2 onions diced
6 cloves garlic sliced
2 tablespoons vegetable oil
7 cups stock*
7 cups leftover shredded beef, chicken, pork, turkey.
10 ounces frozen corn kernels
1 Jar 16oz. Religious Experience Salsa (you pick the heat)
1 tablespoon salt
1/4 teaspoon fresh ground pepper
6 corn tortillas cut into thin strips (1/4 inch)
1 cup sour cream for garnish
1/4 cup sliced green onions for garnish
6 sprigs cilantro for garnish

*Since this may be from leftovers make a stock from whatever meat you are using or use chicken or beef bullion, in Mexico they use a lot of Knorr products

1. In a large saucepan over medium heat, sauté onion and garlic in oil until softened and translucent (4 to 5 minutes). Add stock, meat, corn, salsa, salt, and black pepper. Reduce heat to low and simmer, uncovered, for 45 minutes.

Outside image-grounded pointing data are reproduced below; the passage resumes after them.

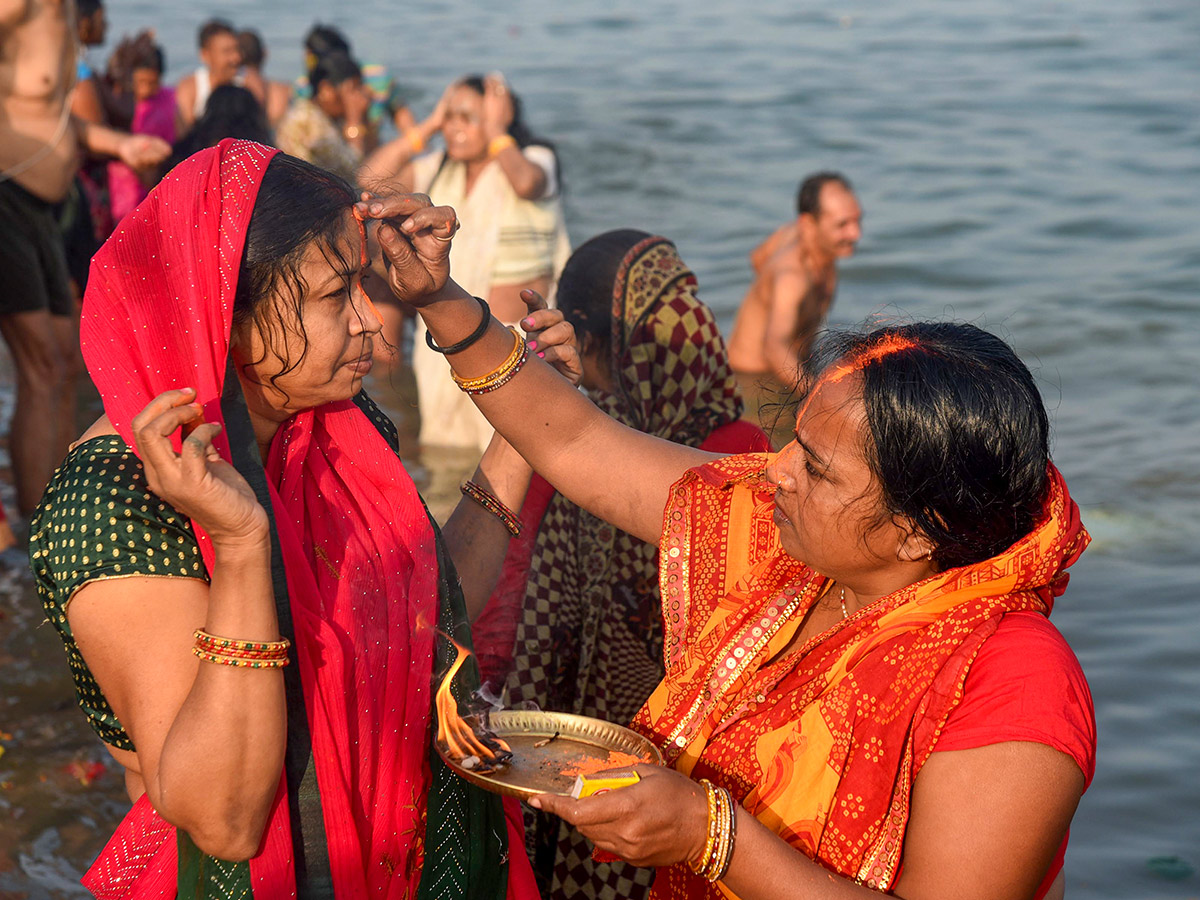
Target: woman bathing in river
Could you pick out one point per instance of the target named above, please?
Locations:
(179, 567)
(863, 693)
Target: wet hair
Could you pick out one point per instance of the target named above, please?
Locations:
(87, 9)
(132, 53)
(251, 47)
(323, 40)
(231, 112)
(587, 283)
(958, 432)
(808, 198)
(149, 58)
(517, 127)
(298, 205)
(213, 28)
(335, 69)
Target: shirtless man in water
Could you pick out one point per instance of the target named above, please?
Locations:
(40, 145)
(796, 277)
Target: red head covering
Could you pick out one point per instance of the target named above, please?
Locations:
(353, 534)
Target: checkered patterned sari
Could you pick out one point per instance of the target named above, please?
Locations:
(589, 640)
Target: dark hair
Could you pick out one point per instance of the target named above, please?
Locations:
(213, 28)
(808, 198)
(323, 40)
(517, 127)
(251, 47)
(959, 436)
(231, 112)
(136, 52)
(298, 205)
(149, 58)
(335, 69)
(587, 283)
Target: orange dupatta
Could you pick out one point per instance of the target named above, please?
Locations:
(822, 745)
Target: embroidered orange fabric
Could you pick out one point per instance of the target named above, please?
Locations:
(819, 745)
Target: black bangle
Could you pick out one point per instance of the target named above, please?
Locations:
(469, 339)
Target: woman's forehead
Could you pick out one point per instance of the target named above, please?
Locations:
(833, 417)
(341, 253)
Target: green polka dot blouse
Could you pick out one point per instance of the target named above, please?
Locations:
(99, 520)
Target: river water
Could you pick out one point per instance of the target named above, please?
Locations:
(1029, 166)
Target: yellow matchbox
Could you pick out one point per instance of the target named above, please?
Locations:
(589, 785)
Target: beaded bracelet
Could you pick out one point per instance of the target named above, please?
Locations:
(492, 504)
(469, 339)
(700, 865)
(225, 660)
(729, 832)
(501, 375)
(501, 143)
(221, 645)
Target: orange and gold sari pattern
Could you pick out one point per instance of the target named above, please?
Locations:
(821, 744)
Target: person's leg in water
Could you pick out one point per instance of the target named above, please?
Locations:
(39, 322)
(43, 415)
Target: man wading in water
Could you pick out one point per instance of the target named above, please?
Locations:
(796, 277)
(40, 144)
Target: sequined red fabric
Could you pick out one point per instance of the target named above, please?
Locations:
(357, 544)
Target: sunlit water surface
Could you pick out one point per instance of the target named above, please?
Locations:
(1029, 166)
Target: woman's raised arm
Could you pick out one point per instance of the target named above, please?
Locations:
(209, 738)
(609, 469)
(984, 823)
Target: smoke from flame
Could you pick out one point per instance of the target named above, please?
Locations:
(454, 732)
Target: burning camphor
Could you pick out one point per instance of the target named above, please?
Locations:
(474, 750)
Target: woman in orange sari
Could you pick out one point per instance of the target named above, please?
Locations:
(858, 660)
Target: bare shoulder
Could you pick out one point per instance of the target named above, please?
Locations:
(97, 429)
(784, 240)
(13, 13)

2. While chilaquiles simmer, heat oven to 350 degrees F. Toast tortilla strips on a baking sheet in the oven until dried out and lightly browned (12 to 15 minutes); reserve.

3. Serve in a shallow soup bowl, topped with toasted tortilla strips, sour cream, green onions, and cilantro sprigs. Also good with a couple of fried eggs on top.